« Le Travail à vif » : le huis clos des consultations de salariés en souffrance

« Le Travail à vif » : le huis clos des consultations de salariés en souffrance

Le livre. Lorsque le sociologue et clinicien Thomas Périlleux voit arriver de nouveaux patients en consultation, ceux-ci mettent souvent un symptôme en avant : « Je ne dors plus, j’ai une oppression à la poitrine, j’ai une boule au ventre ; ou dans les termes d’une pathologie du travail : je suis stressé, je fais un burn-out, je subis un harcèlement…  » Face à ces travailleurs en difficulté professionnelle, il va alors engager un lent travail d’écoute, de questionnement, pour aller au cœur des problématiques qui les touchent.

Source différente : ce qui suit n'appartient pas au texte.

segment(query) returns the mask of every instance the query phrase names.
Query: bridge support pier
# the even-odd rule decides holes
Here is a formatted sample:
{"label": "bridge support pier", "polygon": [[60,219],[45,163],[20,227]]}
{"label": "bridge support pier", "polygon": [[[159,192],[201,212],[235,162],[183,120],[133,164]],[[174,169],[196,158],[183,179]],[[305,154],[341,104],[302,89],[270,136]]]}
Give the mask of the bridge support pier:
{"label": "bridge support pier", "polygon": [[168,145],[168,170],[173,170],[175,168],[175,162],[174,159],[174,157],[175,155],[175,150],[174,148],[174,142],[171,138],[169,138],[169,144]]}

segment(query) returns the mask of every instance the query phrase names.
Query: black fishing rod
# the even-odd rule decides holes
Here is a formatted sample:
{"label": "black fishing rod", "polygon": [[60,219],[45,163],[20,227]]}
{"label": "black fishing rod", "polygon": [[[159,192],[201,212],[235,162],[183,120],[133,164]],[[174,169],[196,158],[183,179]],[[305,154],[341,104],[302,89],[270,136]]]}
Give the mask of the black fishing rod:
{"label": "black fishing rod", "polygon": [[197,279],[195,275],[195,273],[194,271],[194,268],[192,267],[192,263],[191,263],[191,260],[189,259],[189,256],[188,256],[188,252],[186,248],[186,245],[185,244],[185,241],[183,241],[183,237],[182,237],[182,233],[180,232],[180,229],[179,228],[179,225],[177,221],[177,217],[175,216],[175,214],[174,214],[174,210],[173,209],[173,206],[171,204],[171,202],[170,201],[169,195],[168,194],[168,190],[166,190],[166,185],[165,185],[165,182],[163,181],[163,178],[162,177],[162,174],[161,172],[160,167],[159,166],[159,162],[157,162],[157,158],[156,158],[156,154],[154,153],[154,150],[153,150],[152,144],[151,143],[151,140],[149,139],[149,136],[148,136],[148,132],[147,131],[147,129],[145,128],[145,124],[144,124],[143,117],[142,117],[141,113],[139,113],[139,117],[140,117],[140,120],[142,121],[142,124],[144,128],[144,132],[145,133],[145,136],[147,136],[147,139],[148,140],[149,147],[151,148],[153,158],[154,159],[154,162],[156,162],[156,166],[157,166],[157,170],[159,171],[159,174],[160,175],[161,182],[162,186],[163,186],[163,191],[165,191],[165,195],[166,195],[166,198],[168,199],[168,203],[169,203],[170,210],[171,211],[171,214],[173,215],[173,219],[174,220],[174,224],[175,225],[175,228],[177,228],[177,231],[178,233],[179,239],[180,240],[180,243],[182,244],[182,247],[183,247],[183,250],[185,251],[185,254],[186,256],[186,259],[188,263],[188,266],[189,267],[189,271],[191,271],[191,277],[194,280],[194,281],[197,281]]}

C’est ce cheminement complexe qu’il nous présente dans son nouvel ouvrage, Le Travail à vif. Souffrances professionnelles, consulter pour quoi ? (Erès). En retranscrivant ses consultations menées à Liège et à Namur, en Belgique, il nous propose « d’entrer dans la cuisine d’une pratique peu étudiée jusqu’ici en tant que telle », convaincu que « les colères et les interpellations que des travailleurs m’ont adressées ne doivent pas rester dans le huis clos [où elles ont été exprimées] ».

Ce faisant, l’auteur nous propose un panorama saisissant des douleurs qui frappent aujourd’hui les salariés. Ils viennent avant tout à lui parce qu’ils sont « dans le brouillard », dans une situation de travail « devenue illisible ». Ils ne « trouv[ent] plus les moyens, ni en [eux] ni dans les instances collectives, pour lutter contre les injustices, faire barrage aux humiliations, surmonter sa honte, retrouver le goût de ce qu’[ils font], défendre la dignité de [leur] travail ».

L’auteur nous détaille l’histoire de Sébastien, technicien dans l’industrie, qui, face à des contraintes de plus en plus dures, a dû faire – et faire faire à son équipe – du travail bâclé. Le détachement dans lequel il s’était drapé n’a duré qu’un temps : le corps a, un jour, lâché et Sébastien a été mis en arrêt de travail.

Management par les chiffres

Virginie est, elle aussi, en arrêt. Intervenante psychosociale, elle travaillait dans une institution prenant en charge des adolescents subissant des violences intrafamiliales. Elle a été victime d’un burn-out, envahie par un sentiment d’impuissance face aux maltraitances constatées, sidérée par l’immobilisme et les défaillances de son organisation.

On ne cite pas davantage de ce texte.